A sheriff came to my door the other day.
I watched, dust cloth in hand, as he casually pulled down the narrow street, slowed, and maneuvered his vehicle into my crowded driveway.
In those halting moments I watched, incredulous, while my heart took inventory of where my children were.
One, on the train to a Red Sox game.
The second, visiting relatives in another state.
The third, getting hours for drivers ed.
I watched, frozen, as he got out of the cruiser and adjusted his sunglasses, prayingprayingpraying Jesus let them be okay, let them be okay, let them be okay.
By the time I forced my feet to the front door, my eyes had filled and I stood trembling, waiting to hear if (again) the future I thought I knew would be exchanged for one that I had never asked for, never expected, never wanted.
The trooper’s puzzled expression softened as I blurted out the explanation, that last time, a year and an eternity ago, when police showed up at my door.
What is the legal limit on grief?
How much is too much, how long too long, how deep too deep?
Because the thing about grief is you never know what might trigger. When opening the wrong drawer can cause collapse or a credit card offer addressed to your lost boy, despair.
How do you not frighten the youngest when he finally arrives home, whole, and you rush to embrace him, sobbing?
I was just driving, Mom, forthelove.
No. Such. Thing.
Because he was there, that other day, mowing the lawn when the police came and everything changed forever.
Sometimes – most of the time – always – all you can do is grab hold of the hem of Jesus’s robe and whisper truth over yourself.
He is close to the brokenhearted and saves those who are crushed in spirit.

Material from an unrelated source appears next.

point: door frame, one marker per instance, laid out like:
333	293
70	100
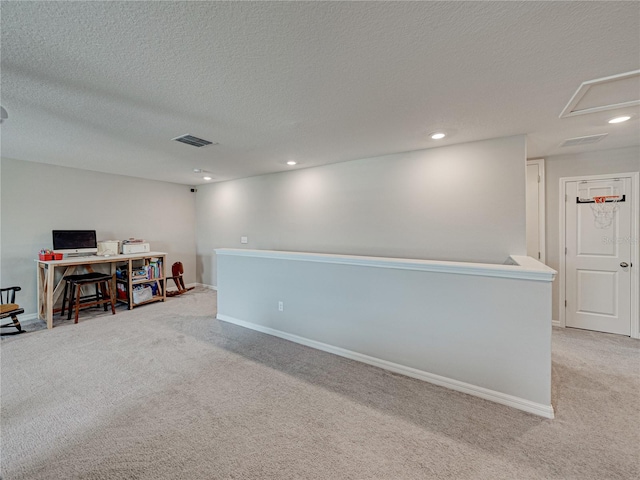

Be strong and very courageous for I am with you.
Be still and know that I am God.
Let us approach God’s throne of grace with confidence, so that we may receive mercy and find grace to help us in our time of need.
These promises fortify when our collective hearts hurt and give us strength for the moments that catch us off guard.
Because the thing is – and here is something I can barely admit – it could have been – the accident – it could have been so much worse.
You see, when my son crashed his car into a tree, he was beyond the legal limit.
There is nothing I can say that will change this sad truth, but not saying it when maybe, just maybe, it might keep you or your son or your friend or your brother from similar tragedy seems the height of irresponsibility.
How I wish I could go back to that day and remind him of all the times I told him Iwillcomegetyounoquestionsasked just pleasepleasepleaseplease don’t get behind the wheel when you’ve had too much to drink.
When the police came to the house to tell me there had been an accident, they weren’t sure at first who the driver was, and for a fleeting moment I thought, perhaps, it wasn’t him.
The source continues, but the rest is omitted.